Non tutti sono però d’accordo. «Im­possibile abolire i caveat. Sono parte in­tegrante della cultura di ogni singola nazione componente di Isaf. È banale dire che la filosofia che guida larga par­te delle forze di intervento europee è molto diversa da quella di americani o canadesi», aggiunge Bertolini. «La no­stra è una missione di pace. Su questo punto il mandato concesso dal Parla­mento di Berlino è chiarissimo. Siamo venuti per aiutare a costruire l’Afghani­stan, non per fare la guerra», rincara Uwe Nowitz, colonnello tedesco e por­tavoce a Kabul.
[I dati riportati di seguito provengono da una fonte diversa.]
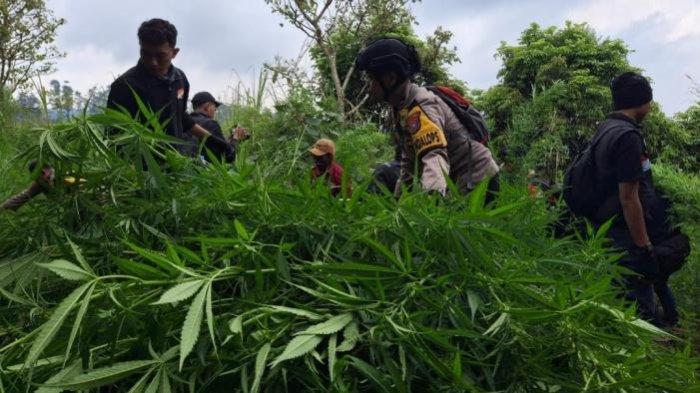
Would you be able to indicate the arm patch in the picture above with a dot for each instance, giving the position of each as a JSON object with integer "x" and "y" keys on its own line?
{"x": 425, "y": 135}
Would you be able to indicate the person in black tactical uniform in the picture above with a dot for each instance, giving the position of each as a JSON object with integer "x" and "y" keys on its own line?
{"x": 623, "y": 170}
{"x": 205, "y": 105}
{"x": 432, "y": 138}
{"x": 162, "y": 87}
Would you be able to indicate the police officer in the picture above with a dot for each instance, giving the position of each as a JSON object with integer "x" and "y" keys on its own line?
{"x": 161, "y": 86}
{"x": 205, "y": 106}
{"x": 433, "y": 141}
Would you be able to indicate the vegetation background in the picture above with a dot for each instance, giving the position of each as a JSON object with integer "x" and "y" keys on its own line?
{"x": 160, "y": 274}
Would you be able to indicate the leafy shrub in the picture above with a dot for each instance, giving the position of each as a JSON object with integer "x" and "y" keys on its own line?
{"x": 159, "y": 273}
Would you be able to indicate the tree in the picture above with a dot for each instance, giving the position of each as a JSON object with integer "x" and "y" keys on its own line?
{"x": 326, "y": 22}
{"x": 340, "y": 29}
{"x": 27, "y": 33}
{"x": 62, "y": 98}
{"x": 553, "y": 89}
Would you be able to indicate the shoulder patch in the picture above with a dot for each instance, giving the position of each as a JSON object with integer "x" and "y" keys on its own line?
{"x": 425, "y": 135}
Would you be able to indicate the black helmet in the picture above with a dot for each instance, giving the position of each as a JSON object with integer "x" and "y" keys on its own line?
{"x": 389, "y": 54}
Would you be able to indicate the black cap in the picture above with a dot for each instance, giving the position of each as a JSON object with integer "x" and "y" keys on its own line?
{"x": 389, "y": 54}
{"x": 630, "y": 90}
{"x": 202, "y": 98}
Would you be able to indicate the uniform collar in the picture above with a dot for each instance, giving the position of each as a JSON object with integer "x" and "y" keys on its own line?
{"x": 169, "y": 77}
{"x": 620, "y": 116}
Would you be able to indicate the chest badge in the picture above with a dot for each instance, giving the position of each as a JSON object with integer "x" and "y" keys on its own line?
{"x": 413, "y": 123}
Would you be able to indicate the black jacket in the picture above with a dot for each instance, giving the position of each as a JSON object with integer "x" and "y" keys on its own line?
{"x": 216, "y": 142}
{"x": 167, "y": 94}
{"x": 621, "y": 136}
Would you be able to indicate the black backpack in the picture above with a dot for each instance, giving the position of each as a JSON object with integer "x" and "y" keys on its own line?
{"x": 469, "y": 116}
{"x": 582, "y": 192}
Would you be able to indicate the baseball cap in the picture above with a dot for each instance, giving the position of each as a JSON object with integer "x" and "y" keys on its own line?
{"x": 323, "y": 147}
{"x": 203, "y": 97}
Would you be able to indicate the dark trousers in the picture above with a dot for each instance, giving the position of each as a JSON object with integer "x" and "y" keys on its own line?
{"x": 640, "y": 290}
{"x": 667, "y": 301}
{"x": 492, "y": 190}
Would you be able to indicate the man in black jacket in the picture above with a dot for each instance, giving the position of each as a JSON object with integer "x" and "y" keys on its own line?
{"x": 161, "y": 86}
{"x": 205, "y": 106}
{"x": 623, "y": 170}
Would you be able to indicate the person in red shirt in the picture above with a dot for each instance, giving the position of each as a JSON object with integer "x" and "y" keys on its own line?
{"x": 325, "y": 167}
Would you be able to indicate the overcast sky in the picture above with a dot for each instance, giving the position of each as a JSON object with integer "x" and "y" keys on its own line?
{"x": 223, "y": 41}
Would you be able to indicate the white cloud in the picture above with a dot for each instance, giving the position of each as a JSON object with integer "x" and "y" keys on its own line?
{"x": 88, "y": 66}
{"x": 672, "y": 20}
{"x": 220, "y": 37}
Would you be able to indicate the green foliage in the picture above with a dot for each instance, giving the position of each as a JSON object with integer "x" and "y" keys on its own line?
{"x": 685, "y": 147}
{"x": 27, "y": 35}
{"x": 300, "y": 291}
{"x": 682, "y": 189}
{"x": 544, "y": 56}
{"x": 554, "y": 89}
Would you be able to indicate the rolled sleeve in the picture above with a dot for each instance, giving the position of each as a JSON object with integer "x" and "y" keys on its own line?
{"x": 628, "y": 152}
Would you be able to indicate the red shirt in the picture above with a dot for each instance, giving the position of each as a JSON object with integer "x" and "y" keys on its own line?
{"x": 333, "y": 177}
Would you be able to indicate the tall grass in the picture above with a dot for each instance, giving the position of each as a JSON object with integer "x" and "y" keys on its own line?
{"x": 159, "y": 274}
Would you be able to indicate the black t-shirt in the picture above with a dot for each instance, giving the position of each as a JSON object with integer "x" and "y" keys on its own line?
{"x": 216, "y": 142}
{"x": 167, "y": 94}
{"x": 621, "y": 157}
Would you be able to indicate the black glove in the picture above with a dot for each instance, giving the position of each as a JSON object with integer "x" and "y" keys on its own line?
{"x": 646, "y": 263}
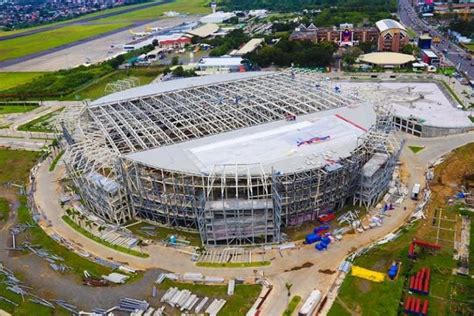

Ma come evitare che i talebani e i lo­ro alleati non sfruttino le differenze al­l’interno di Isaf per dribblare le difficol­tà? La domanda sorge evidente dopo aver trascorso una settimana assieme ai Marines nella regione meridionale di Helmand. Qui la nuova strategia americana è già in atto da almeno un paio di mesi. I soldati sono sparsi in piccoli fortini avanzati affiancati ai vil­laggi assieme alla polizia afghana. Prati­camente tutte le operazioni sono con­dotte con gli aerei senza pilota, che re­stano in volo notte e giorno in pieno coordinamento con i comandi che sor­vegliano le zone tribali pakistane. E la conseguenza è che i gruppi talebani tendono a fuggire verso Sud, a Est, e so­prattutto nelle zone occidentali control­late dagli italiani lungo il confine con l’Iran, a Farah, Herat e nel Badghis. «Ora tocca agli italiani fare la loro. Stringere patti con i comandanti taleba­ni è perdente. I nemici si combattono e basta», sostiene il colonnello dei Mari­nes Tim Grattan nel fortino circondato da campi di oppio a Khan Neshin. «Dobbiamo impedire che i talebani ap­profittino delle nostre differenze inter­ne per rafforzarsi».